Let’s break it down:

- V4 is less than V1, V2, V5. So, V4 < V1, V2, V5.

- V7 is greater than only two spheres. That means V7 is the 3rd lowest.

- V4 is more than V7. So V4 must be at least the 4th lowest, maybe higher.

- V6 is not the lowest.

Let’s try to order from lowest volume up:

1. Some sphere (let's call it X)

2. Some sphere (Y)

3. V7

4. V4 (since V4 > V7)

5. Could be V6 or another

6.

7.

V4 < V1, V2, V5. So V1, V2, and V5 *must* be higher up than 4th place. There are 3 slots left—so V1, V2, and V5 fill those highest spots.

So, ranking from lowest to highest:

Lowest: X, Y, V7, V4, V6?, V1, V2, V5 (though V6 can slide between V4 and V1, V2, V5 since it’s just “not the lowest”).

Now, the question: “How many spheres have less volume than V3?”

But—V3 is not placed yet. Where could it fit?

- If V3 is one of the lowest two, then maximum spheres less than V3 is zero.

- If V3 is V7’s spot (3rd lowest), then only the two lower ones.

- If V3 is V4, still only three spheres lower.

- BUT since V3 isn't referenced as being higher or lower than anything, it could go as high as the highest group (V1, V2, V5).

But to maximize spheres that are less than V3, you’d have to put V3 as high as possible = above V4 and V7.

But at best, even if V3 is just above V7, only two spheres have less volume than V3.

Let’s check options:

Option 1: 0

Option 2: 5

Option 3: 1

Option 4: 6

Reality is, at best, 2 spheres have less volume than V3. But since that’s *not* one of the choices, maybe only 1 or 0 is plausible by the given logic.
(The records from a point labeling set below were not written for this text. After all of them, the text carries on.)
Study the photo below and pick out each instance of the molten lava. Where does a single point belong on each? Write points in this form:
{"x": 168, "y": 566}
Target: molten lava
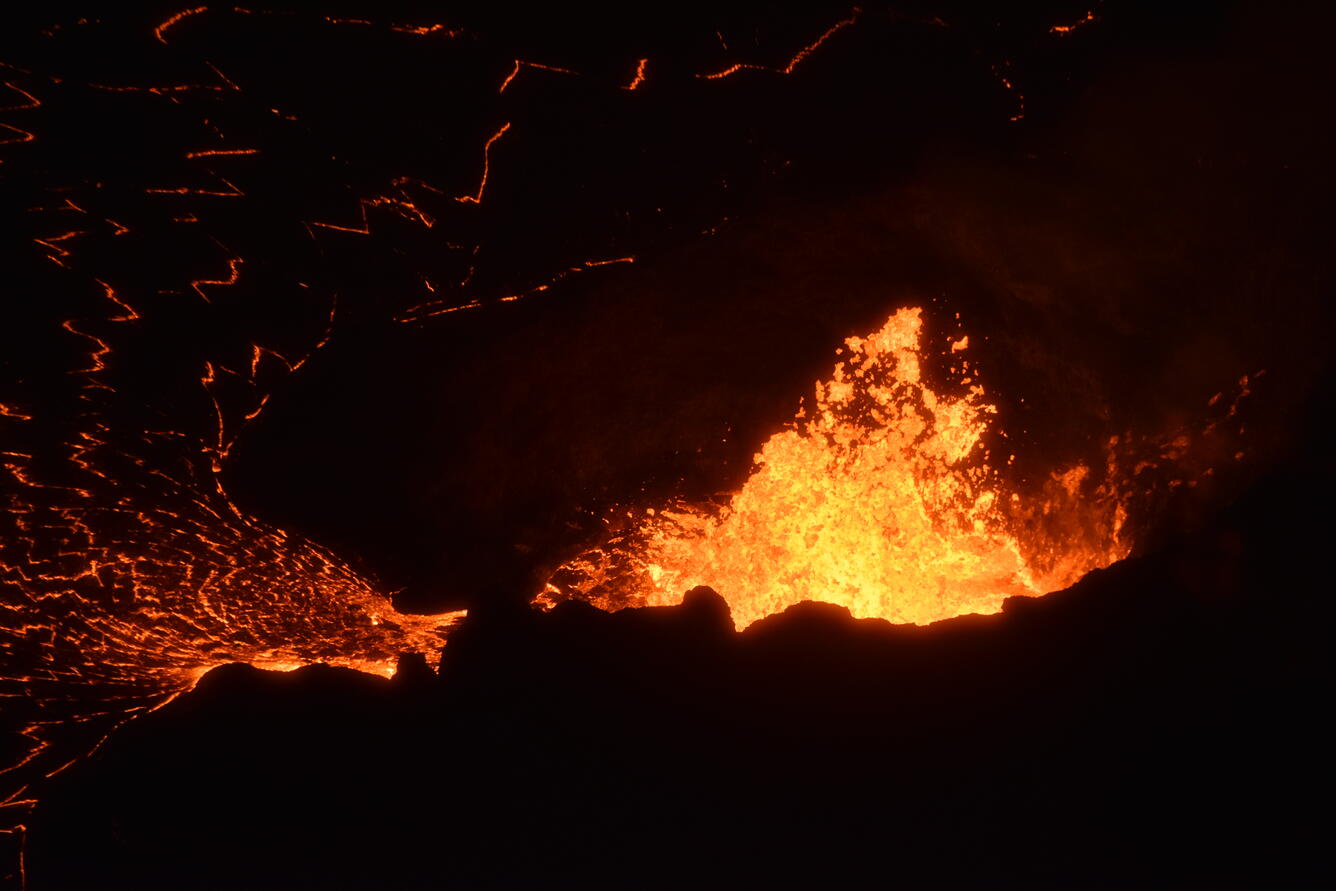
{"x": 881, "y": 498}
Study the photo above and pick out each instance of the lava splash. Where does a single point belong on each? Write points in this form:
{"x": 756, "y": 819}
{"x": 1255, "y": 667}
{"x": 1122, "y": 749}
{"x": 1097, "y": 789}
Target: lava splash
{"x": 882, "y": 498}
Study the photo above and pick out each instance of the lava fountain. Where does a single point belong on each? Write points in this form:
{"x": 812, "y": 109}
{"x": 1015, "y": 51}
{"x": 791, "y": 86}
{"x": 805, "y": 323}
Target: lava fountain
{"x": 882, "y": 497}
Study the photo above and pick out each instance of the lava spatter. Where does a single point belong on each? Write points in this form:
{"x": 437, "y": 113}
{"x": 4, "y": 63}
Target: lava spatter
{"x": 879, "y": 497}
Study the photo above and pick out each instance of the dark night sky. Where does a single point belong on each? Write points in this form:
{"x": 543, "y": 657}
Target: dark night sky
{"x": 1128, "y": 215}
{"x": 1150, "y": 227}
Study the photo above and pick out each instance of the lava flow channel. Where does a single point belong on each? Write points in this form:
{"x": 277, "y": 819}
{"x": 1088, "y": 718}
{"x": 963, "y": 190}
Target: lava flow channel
{"x": 881, "y": 498}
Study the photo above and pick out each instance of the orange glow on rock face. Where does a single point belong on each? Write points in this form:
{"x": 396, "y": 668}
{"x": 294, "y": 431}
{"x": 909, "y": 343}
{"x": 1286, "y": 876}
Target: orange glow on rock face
{"x": 878, "y": 496}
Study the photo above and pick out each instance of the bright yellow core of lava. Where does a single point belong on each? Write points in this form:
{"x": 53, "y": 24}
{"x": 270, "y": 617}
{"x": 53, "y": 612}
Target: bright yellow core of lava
{"x": 879, "y": 498}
But with the info above, V3 can at best be third from the bottom, meaning two spheres have less volume than V3.

“”

The correct answer is Option 3: 1

If V3 is just above only one sphere, only one sphere has less volume than V3, which matches the context properly considering placements.

To sum up, the best match is Option 3: 1.